Nüfus, işgücünün kaynağıdır ve bir üretim faktörü olarak ülke ekonomisi için değerli bir unsurdur. Ancak nüfus artışı ile birlikte, özellikle çalışabilir nüfus ile işgücü talebi arasındaki denge, işgücü talebi aleyhine değiştiği takdirde, ortaya çıkan sonuçlar olumsuz olmaktadır. Dolayısıyla nüfusta yaşanan hızlı artışlar, konut ihtiyacı, eğitim harcamaları, gecekondulaşma, çarpık kentleşme gibi pek çok problemin kaynağı olarak karşımıza çıkabilmektedirler.

Ülkede bir puanlık nüfus artışı, ülke gelirinin ortalama %3’nün konut, sağlık ve eğitim gibi demografik yatırımlara ayrılmasını gerektirmektedir. Bu tür yatırımlar üretken olmayan yatırımlardır ve ülkenin daha hızlı kalkınması için gerekli kaynakları emmektedir (Karluk, 2002). Aslında burada şunu belirtmek isterim ki ülkemiz öğretide ki çoğu yazara göre şimdiki nüfusumuzun yaklaşık üç katını besleyecek potansiyele sahiptir. Ama izlenen hatalı politikalar ve kötü yönetim sayesinde ülkemiz teknoloji ve ekonomi olarak dışa bağımlı olarak yaşamak zorunda kalmaktadır.

4.1.2.5. Kır Kent Dengesi

Ülkemiz de kırsal kesimde, kentlere göre daha yüksek oranda yoksul bulunmaktadır. Türkiye genelinde hane halkı büyüklüğü çoğaldıkça yoksulluk oranının da çoğaldığı gözlemlenmektedir(Altan, 2004:150-157).

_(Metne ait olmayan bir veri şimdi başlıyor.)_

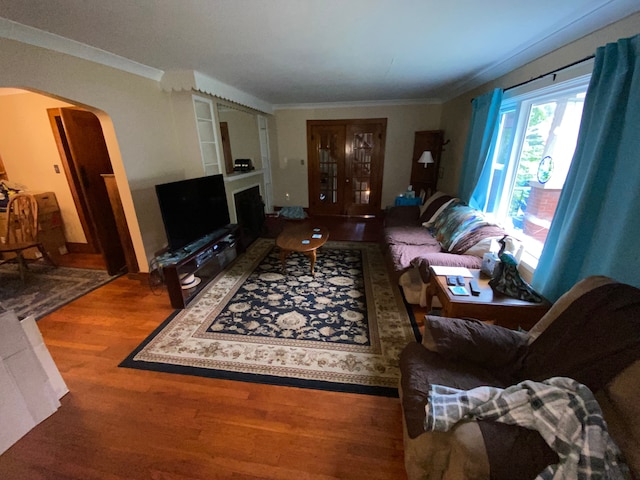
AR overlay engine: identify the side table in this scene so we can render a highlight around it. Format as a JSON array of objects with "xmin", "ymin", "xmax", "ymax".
[{"xmin": 427, "ymin": 269, "xmax": 551, "ymax": 330}]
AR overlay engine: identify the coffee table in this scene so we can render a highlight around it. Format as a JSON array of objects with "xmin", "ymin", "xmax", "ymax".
[
  {"xmin": 276, "ymin": 224, "xmax": 329, "ymax": 275},
  {"xmin": 427, "ymin": 268, "xmax": 551, "ymax": 330}
]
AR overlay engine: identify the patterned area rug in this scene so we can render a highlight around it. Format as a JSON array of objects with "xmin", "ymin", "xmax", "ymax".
[
  {"xmin": 0, "ymin": 263, "xmax": 116, "ymax": 320},
  {"xmin": 121, "ymin": 239, "xmax": 417, "ymax": 396}
]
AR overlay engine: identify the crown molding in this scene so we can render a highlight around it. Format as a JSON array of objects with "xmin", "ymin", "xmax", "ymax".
[
  {"xmin": 444, "ymin": 0, "xmax": 640, "ymax": 101},
  {"xmin": 273, "ymin": 98, "xmax": 443, "ymax": 110},
  {"xmin": 160, "ymin": 70, "xmax": 273, "ymax": 114},
  {"xmin": 0, "ymin": 18, "xmax": 164, "ymax": 82}
]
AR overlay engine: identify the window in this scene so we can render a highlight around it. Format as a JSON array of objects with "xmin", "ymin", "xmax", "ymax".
[{"xmin": 477, "ymin": 71, "xmax": 590, "ymax": 270}]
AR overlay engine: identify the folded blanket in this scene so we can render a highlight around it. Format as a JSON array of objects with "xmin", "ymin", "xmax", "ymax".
[{"xmin": 425, "ymin": 377, "xmax": 631, "ymax": 480}]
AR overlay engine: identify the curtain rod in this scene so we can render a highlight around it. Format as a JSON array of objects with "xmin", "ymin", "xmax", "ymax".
[{"xmin": 503, "ymin": 55, "xmax": 595, "ymax": 92}]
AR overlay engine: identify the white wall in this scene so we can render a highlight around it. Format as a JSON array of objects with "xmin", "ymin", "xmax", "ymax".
[
  {"xmin": 0, "ymin": 92, "xmax": 87, "ymax": 243},
  {"xmin": 439, "ymin": 13, "xmax": 640, "ymax": 197},
  {"xmin": 0, "ymin": 38, "xmax": 185, "ymax": 272},
  {"xmin": 271, "ymin": 104, "xmax": 447, "ymax": 208}
]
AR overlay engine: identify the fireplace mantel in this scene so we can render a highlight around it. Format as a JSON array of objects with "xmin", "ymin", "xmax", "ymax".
[{"xmin": 224, "ymin": 169, "xmax": 263, "ymax": 183}]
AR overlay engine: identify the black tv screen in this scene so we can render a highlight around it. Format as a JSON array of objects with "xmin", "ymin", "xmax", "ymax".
[{"xmin": 156, "ymin": 175, "xmax": 229, "ymax": 252}]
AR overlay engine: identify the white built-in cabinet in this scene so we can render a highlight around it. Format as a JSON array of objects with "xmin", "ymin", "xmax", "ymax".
[{"xmin": 193, "ymin": 95, "xmax": 222, "ymax": 175}]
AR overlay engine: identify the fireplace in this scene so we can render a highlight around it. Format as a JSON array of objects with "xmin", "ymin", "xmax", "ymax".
[{"xmin": 233, "ymin": 185, "xmax": 265, "ymax": 250}]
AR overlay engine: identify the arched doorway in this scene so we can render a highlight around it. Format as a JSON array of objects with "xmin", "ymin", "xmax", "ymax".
[{"xmin": 0, "ymin": 89, "xmax": 138, "ymax": 274}]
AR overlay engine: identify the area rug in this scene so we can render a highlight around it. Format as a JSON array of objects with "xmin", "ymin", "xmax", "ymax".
[
  {"xmin": 120, "ymin": 238, "xmax": 419, "ymax": 396},
  {"xmin": 0, "ymin": 263, "xmax": 116, "ymax": 320}
]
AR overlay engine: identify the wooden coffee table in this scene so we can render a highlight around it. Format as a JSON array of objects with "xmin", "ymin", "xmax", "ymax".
[
  {"xmin": 276, "ymin": 224, "xmax": 329, "ymax": 275},
  {"xmin": 427, "ymin": 269, "xmax": 551, "ymax": 330}
]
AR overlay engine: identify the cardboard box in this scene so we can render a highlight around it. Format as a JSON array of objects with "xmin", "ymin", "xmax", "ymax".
[{"xmin": 0, "ymin": 312, "xmax": 68, "ymax": 454}]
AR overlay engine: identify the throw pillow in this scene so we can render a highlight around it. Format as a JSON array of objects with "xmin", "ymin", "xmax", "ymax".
[
  {"xmin": 449, "ymin": 225, "xmax": 506, "ymax": 258},
  {"xmin": 420, "ymin": 192, "xmax": 459, "ymax": 227},
  {"xmin": 434, "ymin": 204, "xmax": 491, "ymax": 252},
  {"xmin": 422, "ymin": 315, "xmax": 528, "ymax": 367}
]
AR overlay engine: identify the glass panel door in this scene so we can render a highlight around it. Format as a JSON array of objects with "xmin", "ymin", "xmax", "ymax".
[{"xmin": 351, "ymin": 132, "xmax": 373, "ymax": 205}]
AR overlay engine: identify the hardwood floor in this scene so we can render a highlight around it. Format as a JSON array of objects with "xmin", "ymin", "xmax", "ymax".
[{"xmin": 0, "ymin": 219, "xmax": 406, "ymax": 480}]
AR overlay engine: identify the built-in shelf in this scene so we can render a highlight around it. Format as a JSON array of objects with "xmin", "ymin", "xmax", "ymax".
[{"xmin": 224, "ymin": 169, "xmax": 263, "ymax": 183}]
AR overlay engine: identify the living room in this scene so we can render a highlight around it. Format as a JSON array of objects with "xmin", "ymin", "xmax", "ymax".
[{"xmin": 0, "ymin": 1, "xmax": 640, "ymax": 478}]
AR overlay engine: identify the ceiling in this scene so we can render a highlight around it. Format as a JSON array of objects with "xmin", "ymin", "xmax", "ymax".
[{"xmin": 0, "ymin": 0, "xmax": 640, "ymax": 106}]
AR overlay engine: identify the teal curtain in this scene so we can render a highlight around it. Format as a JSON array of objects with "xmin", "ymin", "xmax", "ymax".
[
  {"xmin": 532, "ymin": 35, "xmax": 640, "ymax": 301},
  {"xmin": 458, "ymin": 88, "xmax": 502, "ymax": 210}
]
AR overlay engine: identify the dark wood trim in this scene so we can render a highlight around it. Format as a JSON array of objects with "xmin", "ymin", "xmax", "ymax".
[{"xmin": 47, "ymin": 108, "xmax": 100, "ymax": 253}]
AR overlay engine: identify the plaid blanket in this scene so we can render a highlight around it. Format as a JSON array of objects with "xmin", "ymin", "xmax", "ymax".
[{"xmin": 425, "ymin": 377, "xmax": 631, "ymax": 480}]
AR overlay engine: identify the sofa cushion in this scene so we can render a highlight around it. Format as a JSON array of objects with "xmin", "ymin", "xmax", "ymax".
[
  {"xmin": 400, "ymin": 342, "xmax": 506, "ymax": 438},
  {"xmin": 420, "ymin": 192, "xmax": 459, "ymax": 224},
  {"xmin": 433, "ymin": 203, "xmax": 492, "ymax": 252},
  {"xmin": 422, "ymin": 315, "xmax": 528, "ymax": 368},
  {"xmin": 384, "ymin": 226, "xmax": 441, "ymax": 248},
  {"xmin": 518, "ymin": 283, "xmax": 640, "ymax": 392},
  {"xmin": 450, "ymin": 225, "xmax": 506, "ymax": 258}
]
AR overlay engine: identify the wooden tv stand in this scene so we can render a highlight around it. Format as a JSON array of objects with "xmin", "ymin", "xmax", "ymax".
[{"xmin": 156, "ymin": 224, "xmax": 241, "ymax": 308}]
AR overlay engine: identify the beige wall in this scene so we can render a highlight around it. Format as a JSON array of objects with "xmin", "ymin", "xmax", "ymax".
[
  {"xmin": 0, "ymin": 93, "xmax": 87, "ymax": 243},
  {"xmin": 271, "ymin": 104, "xmax": 447, "ymax": 208},
  {"xmin": 0, "ymin": 38, "xmax": 193, "ymax": 271},
  {"xmin": 439, "ymin": 14, "xmax": 640, "ymax": 193}
]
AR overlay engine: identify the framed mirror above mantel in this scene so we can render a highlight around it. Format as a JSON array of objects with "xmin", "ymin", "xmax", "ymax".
[{"xmin": 216, "ymin": 102, "xmax": 263, "ymax": 175}]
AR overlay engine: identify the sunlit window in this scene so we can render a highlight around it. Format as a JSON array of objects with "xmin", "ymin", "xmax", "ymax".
[{"xmin": 485, "ymin": 76, "xmax": 589, "ymax": 268}]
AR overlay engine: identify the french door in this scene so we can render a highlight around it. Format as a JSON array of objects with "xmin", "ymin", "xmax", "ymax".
[{"xmin": 307, "ymin": 118, "xmax": 387, "ymax": 215}]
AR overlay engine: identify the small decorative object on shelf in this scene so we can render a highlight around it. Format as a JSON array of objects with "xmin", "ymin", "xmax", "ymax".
[
  {"xmin": 154, "ymin": 225, "xmax": 241, "ymax": 308},
  {"xmin": 489, "ymin": 235, "xmax": 542, "ymax": 303}
]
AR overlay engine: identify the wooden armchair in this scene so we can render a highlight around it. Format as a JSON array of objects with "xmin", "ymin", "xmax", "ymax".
[{"xmin": 0, "ymin": 193, "xmax": 55, "ymax": 282}]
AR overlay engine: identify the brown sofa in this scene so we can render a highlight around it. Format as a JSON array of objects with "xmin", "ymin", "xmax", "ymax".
[{"xmin": 400, "ymin": 276, "xmax": 640, "ymax": 479}]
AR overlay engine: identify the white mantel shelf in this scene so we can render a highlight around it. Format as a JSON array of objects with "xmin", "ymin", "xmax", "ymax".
[{"xmin": 224, "ymin": 169, "xmax": 263, "ymax": 183}]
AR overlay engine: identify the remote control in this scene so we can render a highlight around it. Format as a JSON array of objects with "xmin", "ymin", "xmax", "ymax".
[{"xmin": 469, "ymin": 280, "xmax": 480, "ymax": 297}]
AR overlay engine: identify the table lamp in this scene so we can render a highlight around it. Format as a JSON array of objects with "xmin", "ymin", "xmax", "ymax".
[{"xmin": 418, "ymin": 150, "xmax": 436, "ymax": 168}]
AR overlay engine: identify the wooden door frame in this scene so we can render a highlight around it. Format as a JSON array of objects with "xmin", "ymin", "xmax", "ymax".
[
  {"xmin": 47, "ymin": 107, "xmax": 102, "ymax": 253},
  {"xmin": 307, "ymin": 118, "xmax": 387, "ymax": 216}
]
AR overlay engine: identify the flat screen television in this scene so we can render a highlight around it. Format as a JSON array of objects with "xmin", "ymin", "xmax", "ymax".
[{"xmin": 156, "ymin": 175, "xmax": 229, "ymax": 252}]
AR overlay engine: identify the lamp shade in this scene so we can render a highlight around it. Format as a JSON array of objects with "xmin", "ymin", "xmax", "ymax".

Kır-kent arasındaki dengesizlik pek çok soruna zemin hazırlamaktadır. Kırdan kente göç devamlı olarak artmakta ve barınma, altyapı, kayıt dışılık, işsizlik gibi kentsel sorunlar çözülemeden göç, bu sorunlara yenilerini eklemekte ve var olan sorunları daha da ağırlaştırmaktadır.

Kırdan kente göç eden kişiler, kayıtlı ekonomide iş bulamadıkları takdirde, geçimlerini sağlamak adına kayıt dışı ekonomik faaliyetlere yönelmektedirler. Bu durum hem sosyal güvenlik çemberinin dışında büyük bir kitlenin oluşmasına, hem de bu kayıt dışı sektörde elde edilen gelirin vergilendirilememesi nedeni ile kamu gelirlerinin azalmasına neden olmaktadır. Kamu gelirlerindeki azalma vergiler yolu ile arttırılmaya çalışılmakta, bu durum vergi veren firma ve bireyler üzerinde olumsuzluk etkilere neden olmaktadır.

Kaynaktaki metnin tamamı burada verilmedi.